If the U.S. defaults, Krugman said, it will be because House Republicans are trying to use the debt ceiling to extort policy concessions that would be impossible to obtain through the normal legislative process.
The crux of the current bipartisan difficulty in reaching agreement on the debt ceiling is that Republicans want to bundle raising the debt ceiling with cuts in government spending, making spending cuts a condition for raising the debt ceiling, while the Biden administration wants Congress to raise the debt ceiling unconditionally, as it has in the past.
Further elaborating on the merits of a fallback measure
Krugman further elaborated on the merits of his own previously proposed fallback measures that the Biden administration could take to avoid default.
One would be to mint a coin with a face value of $1 trillion to be deposited with the Federal Reserve, and another would be to issue premium bonds, debt securities that would be sold at a price above face value. In effect, both measures would allow the government to borrow more money even if lawmakers fail to raise the debt ceiling.
Krugman noted that even if the U.S. sells premium bonds at a price above par, it is not the first country to manipulate its debt.
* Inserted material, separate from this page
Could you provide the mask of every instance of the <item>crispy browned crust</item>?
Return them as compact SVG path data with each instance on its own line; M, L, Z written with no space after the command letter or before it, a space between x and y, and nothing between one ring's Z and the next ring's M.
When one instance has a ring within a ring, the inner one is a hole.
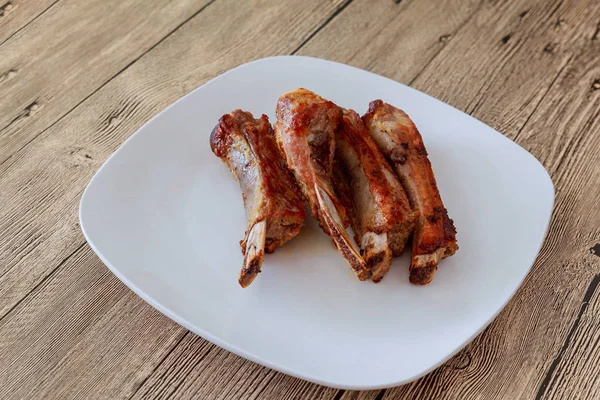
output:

He noted that until 2015, some of the U.K.’s debt was bonds that paid coupons but never matured (perpetual bonds), which meant they had no par value.
No debt ceiling should be set
Krugman also believes that the debt ceiling should be abolished because it has been reduced to a weapon for extremists.
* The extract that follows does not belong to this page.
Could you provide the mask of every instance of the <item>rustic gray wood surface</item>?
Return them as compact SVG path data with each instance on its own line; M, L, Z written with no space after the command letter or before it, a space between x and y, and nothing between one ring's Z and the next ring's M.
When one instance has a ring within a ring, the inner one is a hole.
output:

“You might ask how we should enforce the debt ceiling if the government can play around with the definition of debt. But the answer, of course, is that we shouldn’t have a debt ceiling. The government should be making decisions about taxes and spending and considering the fiscal consequences, not creating additional bottlenecks that extremists can use as a weapon.” He wrote.
Right now, the deadline for a U.S. debt default is looming, with Treasury Secretary Janet Yellen estimating that the U.S. government will run out of cash as soon as June 1. Experts warn that if the debt ceiling is not raised in time, it could trigger a financial crisis.
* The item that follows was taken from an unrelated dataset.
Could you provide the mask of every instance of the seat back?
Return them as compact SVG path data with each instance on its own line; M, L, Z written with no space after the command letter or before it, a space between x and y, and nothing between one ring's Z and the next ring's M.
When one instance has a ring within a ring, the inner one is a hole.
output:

Any opinions and information provided by us are for informational purposes only and do not constitute any investment advice or recommendation. Investors are solely responsible for the consequences of any investment decision based on the information or advice we provide, and we are not responsible for them.
We are not responsible for any direct or indirect losses arising from the use of or reliance on the information or advice provided by us. Investors should conduct their own research and evaluation of markets, securities and other investment instruments, and make investment decisions within their own risk tolerance.
Please note that investing involves risk and is not suitable for everyone. Investors should carefully consider their investment objectives, risk tolerance and financial situation before making any investment decisions.